Earlier this fall, President Bush granted interviews to regional news organizations, such as Hearst-Argyle Television and Tribune Broadcasting (a corporate sibling to The Sun). Many news editors saw the move as an effort to circumvent the major newspapers and television networks. Bush, however, characterized the decision as a move to provide accurate information to the American public.
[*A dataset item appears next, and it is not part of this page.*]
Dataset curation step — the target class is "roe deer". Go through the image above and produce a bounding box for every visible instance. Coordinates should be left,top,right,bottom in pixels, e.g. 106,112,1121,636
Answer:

"There's a sense that people in America aren't getting the truth," Bush said in October. "I'm mindful of the filter through which some news travels. And sometimes you just have to go over the heads of the filter and speak directly to the people." Defense Secretary Donald H. Rumsfeld has also directly criticized the media, saying coverage dwells on fatalities and bombings rather than the successes he believes the military has achieved in Iraq.
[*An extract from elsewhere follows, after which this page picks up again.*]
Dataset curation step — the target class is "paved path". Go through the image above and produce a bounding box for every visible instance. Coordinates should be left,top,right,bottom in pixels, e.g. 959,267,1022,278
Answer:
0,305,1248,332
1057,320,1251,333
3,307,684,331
The provisional authority in Iraq also is creating a satellite service dubbed "Baghdad C-SPAN" by Dorrance Smith, a former ABC News producer, who is a consultant on the project.
The channel is to carry the pronouncements of military and political figures for Iraqi consumption, almost as a primer in how a democracy functions, Whitman says. The segments will also be broadcast on the Pentagon's internal television system in the United States via an unencrypted satellite feed, says Army Maj. Joe Yoswa, another Defense Department spokesman. But the material will be available to all outlets, which some media observers view as a domestic propaganda effort to make an end-run around the major news networks and publications.
Over time, Pentagon officials say, the station may develop interviews and news reports. Those, too, would be available to both Iraqi and U.S. media outlets. As local news stations often prove to be less rigorous in their journalistic scrutiny than their network counterparts, American viewers could see reports about the military by the military - not exactly an objective take on the news.
"When the government starts disseminating its 'message' to the United States with minimum filtering - that is, without independent news judgment, without editing, without commentary, and without verification - we're definitely not talking about journalism," writes Jack Shafer, editor at large and media critic for the online magazine Slate. (Shafer also believes the effort will, in his words, "crash and burn.")
Whitman, the Pentagon spokesman, discounts criticism that the Iraq news service amounts to a propaganda push. "Anyone with a satellite dish who wanted to bring it down can," he says. "I always believe more information is good. If someone finds it useful, then good."